I’m a 45-year-old man living in Chicago with my wife and three kids. I’m a Kansas native, a reformed punk rocker, and the chief dining critic of Chicago magazine.
2. What makes your heart beat faster?
Watching the NCAA basketball tournament. I let my 10-year-old son skip school last year to watch with me. Usually, I’m a pretty good dad, but March Madness is my Kryptonite. I’m like a little kid again.
3. Which horror monster do you fear the most?
The Wicked Witch of the West in The Wizard of Oz. I still freak out every time Dorothy is in the middle of the twister and she looks out her window when Miss Gulch rides past on her bike then turns into the witch, cackling on her broomstick. Scariest moment in movie history.
4. If the zombie apocalypse would happen today, what would you do?
I’d set up a bunch of treadmills around the outside of my house. The zombies would just walk and walk and never get anywhere. If they somehow got inside, I would run to the kitchen and microwave a fish. It would smell so gross, no one would come in the kitchen for weeks. Even zombies.

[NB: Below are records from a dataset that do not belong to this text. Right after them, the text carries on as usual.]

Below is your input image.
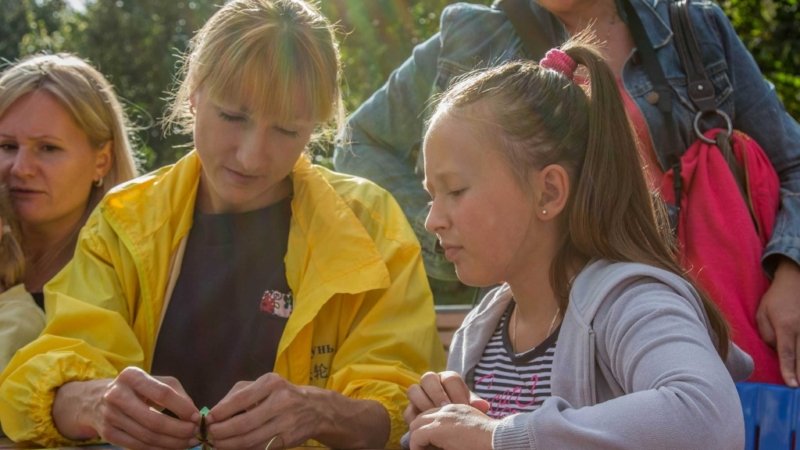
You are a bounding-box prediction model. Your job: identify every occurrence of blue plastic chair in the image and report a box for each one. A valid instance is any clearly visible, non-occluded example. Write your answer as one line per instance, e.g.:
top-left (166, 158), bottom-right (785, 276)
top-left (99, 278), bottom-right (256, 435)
top-left (737, 382), bottom-right (799, 449)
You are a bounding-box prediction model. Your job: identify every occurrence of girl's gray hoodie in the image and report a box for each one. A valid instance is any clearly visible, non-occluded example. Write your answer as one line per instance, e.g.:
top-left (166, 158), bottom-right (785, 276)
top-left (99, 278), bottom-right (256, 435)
top-left (448, 260), bottom-right (752, 450)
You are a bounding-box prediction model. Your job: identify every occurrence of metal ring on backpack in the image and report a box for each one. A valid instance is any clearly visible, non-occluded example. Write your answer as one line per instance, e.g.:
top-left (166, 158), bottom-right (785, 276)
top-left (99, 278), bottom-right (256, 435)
top-left (693, 109), bottom-right (733, 144)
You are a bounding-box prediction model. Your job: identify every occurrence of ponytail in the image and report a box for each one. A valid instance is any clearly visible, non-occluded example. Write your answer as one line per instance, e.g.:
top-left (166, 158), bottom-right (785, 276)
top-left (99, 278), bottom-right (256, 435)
top-left (562, 36), bottom-right (730, 358)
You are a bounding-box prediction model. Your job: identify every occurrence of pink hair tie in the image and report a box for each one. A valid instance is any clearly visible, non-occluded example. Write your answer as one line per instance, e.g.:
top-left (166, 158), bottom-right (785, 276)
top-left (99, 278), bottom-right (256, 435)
top-left (540, 48), bottom-right (577, 81)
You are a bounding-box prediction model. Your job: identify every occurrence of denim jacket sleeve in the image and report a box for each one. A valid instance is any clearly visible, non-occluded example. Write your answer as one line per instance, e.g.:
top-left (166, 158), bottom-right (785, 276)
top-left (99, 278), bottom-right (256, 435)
top-left (627, 0), bottom-right (800, 275)
top-left (333, 27), bottom-right (447, 279)
top-left (333, 31), bottom-right (439, 224)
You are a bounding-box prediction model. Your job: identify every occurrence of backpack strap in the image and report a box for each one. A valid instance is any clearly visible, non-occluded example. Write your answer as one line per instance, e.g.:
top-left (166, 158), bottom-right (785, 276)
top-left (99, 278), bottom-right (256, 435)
top-left (669, 1), bottom-right (748, 206)
top-left (669, 0), bottom-right (717, 114)
top-left (494, 0), bottom-right (556, 59)
top-left (669, 0), bottom-right (734, 144)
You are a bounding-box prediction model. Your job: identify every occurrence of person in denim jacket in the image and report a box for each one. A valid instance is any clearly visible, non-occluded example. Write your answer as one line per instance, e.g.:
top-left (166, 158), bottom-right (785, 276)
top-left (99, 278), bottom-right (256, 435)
top-left (334, 0), bottom-right (800, 385)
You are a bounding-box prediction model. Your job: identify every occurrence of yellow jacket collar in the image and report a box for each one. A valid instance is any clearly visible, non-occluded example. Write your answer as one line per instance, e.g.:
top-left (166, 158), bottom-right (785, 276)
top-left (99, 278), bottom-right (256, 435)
top-left (102, 151), bottom-right (390, 304)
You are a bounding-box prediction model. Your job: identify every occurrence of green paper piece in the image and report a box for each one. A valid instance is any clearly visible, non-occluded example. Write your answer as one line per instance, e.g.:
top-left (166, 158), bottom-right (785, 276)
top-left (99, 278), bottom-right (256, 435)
top-left (198, 406), bottom-right (211, 447)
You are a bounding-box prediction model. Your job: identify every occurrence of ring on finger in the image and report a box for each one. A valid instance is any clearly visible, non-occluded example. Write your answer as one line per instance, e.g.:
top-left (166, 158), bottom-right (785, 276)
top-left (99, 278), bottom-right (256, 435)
top-left (265, 434), bottom-right (284, 450)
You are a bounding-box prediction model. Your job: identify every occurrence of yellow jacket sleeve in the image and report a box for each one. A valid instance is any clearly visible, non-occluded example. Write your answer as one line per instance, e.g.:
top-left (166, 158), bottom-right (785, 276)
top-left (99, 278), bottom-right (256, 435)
top-left (329, 240), bottom-right (445, 447)
top-left (0, 213), bottom-right (144, 446)
top-left (308, 174), bottom-right (445, 448)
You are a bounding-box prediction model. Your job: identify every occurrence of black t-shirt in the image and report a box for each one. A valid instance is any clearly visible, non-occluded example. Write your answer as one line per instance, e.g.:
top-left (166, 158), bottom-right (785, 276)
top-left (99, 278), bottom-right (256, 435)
top-left (32, 292), bottom-right (44, 310)
top-left (151, 197), bottom-right (293, 408)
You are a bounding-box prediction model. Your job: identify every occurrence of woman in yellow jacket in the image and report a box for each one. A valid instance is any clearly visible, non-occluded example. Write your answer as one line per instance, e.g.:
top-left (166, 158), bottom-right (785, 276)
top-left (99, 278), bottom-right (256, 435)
top-left (0, 1), bottom-right (445, 449)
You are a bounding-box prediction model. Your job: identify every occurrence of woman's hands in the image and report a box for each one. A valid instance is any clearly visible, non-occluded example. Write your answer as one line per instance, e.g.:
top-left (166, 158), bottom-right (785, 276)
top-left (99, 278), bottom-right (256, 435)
top-left (204, 372), bottom-right (321, 450)
top-left (52, 367), bottom-right (200, 450)
top-left (404, 371), bottom-right (495, 450)
top-left (206, 372), bottom-right (390, 450)
top-left (52, 368), bottom-right (391, 450)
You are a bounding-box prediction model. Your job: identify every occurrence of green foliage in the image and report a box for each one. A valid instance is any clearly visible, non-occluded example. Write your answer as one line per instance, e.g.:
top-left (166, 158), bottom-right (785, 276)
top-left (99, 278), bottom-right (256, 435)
top-left (719, 0), bottom-right (800, 120)
top-left (66, 0), bottom-right (216, 170)
top-left (0, 0), bottom-right (31, 61)
top-left (0, 0), bottom-right (73, 60)
top-left (0, 0), bottom-right (796, 170)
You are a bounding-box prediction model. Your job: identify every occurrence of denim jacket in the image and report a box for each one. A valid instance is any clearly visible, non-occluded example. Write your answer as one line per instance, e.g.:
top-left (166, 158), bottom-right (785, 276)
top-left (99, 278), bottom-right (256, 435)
top-left (334, 0), bottom-right (800, 280)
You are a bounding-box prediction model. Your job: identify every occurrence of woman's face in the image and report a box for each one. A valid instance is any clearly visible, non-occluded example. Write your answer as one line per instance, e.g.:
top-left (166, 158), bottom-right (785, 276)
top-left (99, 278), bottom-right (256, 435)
top-left (191, 90), bottom-right (315, 214)
top-left (0, 90), bottom-right (110, 234)
top-left (423, 113), bottom-right (544, 287)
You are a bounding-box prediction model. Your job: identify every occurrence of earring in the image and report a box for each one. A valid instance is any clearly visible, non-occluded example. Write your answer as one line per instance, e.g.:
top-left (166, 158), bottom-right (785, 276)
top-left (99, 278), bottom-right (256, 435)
top-left (190, 104), bottom-right (196, 115)
top-left (94, 177), bottom-right (105, 188)
top-left (542, 209), bottom-right (548, 215)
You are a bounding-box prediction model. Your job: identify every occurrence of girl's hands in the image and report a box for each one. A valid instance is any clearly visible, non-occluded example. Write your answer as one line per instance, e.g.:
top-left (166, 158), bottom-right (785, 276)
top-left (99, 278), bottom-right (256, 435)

5. What's your favorite scary movie?
The original Halloween. Pure terror, and not a single drop of blood. Bonus points for the creepy theme song.

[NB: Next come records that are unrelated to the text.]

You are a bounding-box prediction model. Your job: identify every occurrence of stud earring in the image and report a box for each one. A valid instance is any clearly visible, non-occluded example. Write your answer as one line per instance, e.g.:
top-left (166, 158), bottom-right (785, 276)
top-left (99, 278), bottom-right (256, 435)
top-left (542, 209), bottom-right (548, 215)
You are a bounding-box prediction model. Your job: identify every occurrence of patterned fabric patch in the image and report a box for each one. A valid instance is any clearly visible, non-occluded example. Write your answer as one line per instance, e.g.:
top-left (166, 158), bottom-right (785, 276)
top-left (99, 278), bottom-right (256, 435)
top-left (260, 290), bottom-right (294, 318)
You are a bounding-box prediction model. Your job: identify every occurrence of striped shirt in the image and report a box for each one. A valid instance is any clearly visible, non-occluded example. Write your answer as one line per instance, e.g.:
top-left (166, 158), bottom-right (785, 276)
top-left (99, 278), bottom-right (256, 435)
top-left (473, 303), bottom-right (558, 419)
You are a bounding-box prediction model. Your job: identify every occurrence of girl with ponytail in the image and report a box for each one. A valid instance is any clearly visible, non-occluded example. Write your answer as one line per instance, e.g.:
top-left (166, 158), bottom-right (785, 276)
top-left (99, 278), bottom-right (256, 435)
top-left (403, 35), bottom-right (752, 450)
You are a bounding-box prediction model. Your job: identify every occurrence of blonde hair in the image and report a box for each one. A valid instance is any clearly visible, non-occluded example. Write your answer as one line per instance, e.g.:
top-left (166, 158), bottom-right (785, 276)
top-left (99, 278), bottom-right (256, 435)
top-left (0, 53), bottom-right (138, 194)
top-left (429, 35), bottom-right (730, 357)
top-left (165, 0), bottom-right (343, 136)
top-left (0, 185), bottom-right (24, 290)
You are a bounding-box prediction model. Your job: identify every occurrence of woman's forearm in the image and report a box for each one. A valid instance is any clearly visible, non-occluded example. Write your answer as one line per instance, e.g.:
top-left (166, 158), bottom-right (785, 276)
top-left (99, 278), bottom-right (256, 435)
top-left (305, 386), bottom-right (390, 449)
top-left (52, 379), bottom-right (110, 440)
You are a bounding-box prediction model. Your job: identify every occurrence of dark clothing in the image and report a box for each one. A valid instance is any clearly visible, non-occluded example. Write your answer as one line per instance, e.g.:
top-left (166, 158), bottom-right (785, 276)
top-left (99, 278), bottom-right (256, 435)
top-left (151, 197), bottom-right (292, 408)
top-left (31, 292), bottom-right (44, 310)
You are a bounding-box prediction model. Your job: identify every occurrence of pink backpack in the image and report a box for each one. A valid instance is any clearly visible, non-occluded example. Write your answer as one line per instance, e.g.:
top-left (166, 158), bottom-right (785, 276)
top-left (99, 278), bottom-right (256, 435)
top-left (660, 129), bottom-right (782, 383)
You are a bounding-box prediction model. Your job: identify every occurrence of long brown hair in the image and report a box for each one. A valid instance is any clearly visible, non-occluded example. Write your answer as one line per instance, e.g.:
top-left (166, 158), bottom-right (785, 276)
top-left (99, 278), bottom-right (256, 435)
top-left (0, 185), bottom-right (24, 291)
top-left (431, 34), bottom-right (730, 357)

6. What's your worst nightmare?
I’m stuck in a pit of fat-free yogurt with writhing snakes and various members of the United States Congress. And I’m wearing an itchy wool sweater with no shirt underneath.
7. If your book was made into a movie, who would play the lead characters and why?
I could see Millie Bobbie Brown, the intense girl who plays Eleven on Stranger Things, as Penelope. Brainy but also vulnerable. Miles would be played by Jacob Tremblay, that amazing kid from Room. Buzzardstock would have to be a lovable but vaguely dangerous older gentleman like Terence Stamp.
8. What inspired you to write scary stories?
I was the kid who always checked ghost stories out of the library and read them late at night under the covers. That adrenaline rush of fear is addictive. I wrote Penelope March alone in a secluded cabin in the woods in Arkansas, and every night before I went to bed, I watched a horror movie. Just to torture myself. Why write scary stories? I guess I’m just paying it forward.
9. If you'd go to a Halloween party what would your costume be?
English football hooligan.
10. What can we expect from you in the future?
I’m working on a middle-grade horror novel about four boys in Colorado who go camping in the woods and compete to tell the scariest ghost story. The loser has to sleep alone in a cave where all sorts of terrible things have happened. I’m tentatively calling it The Devil’s Lap.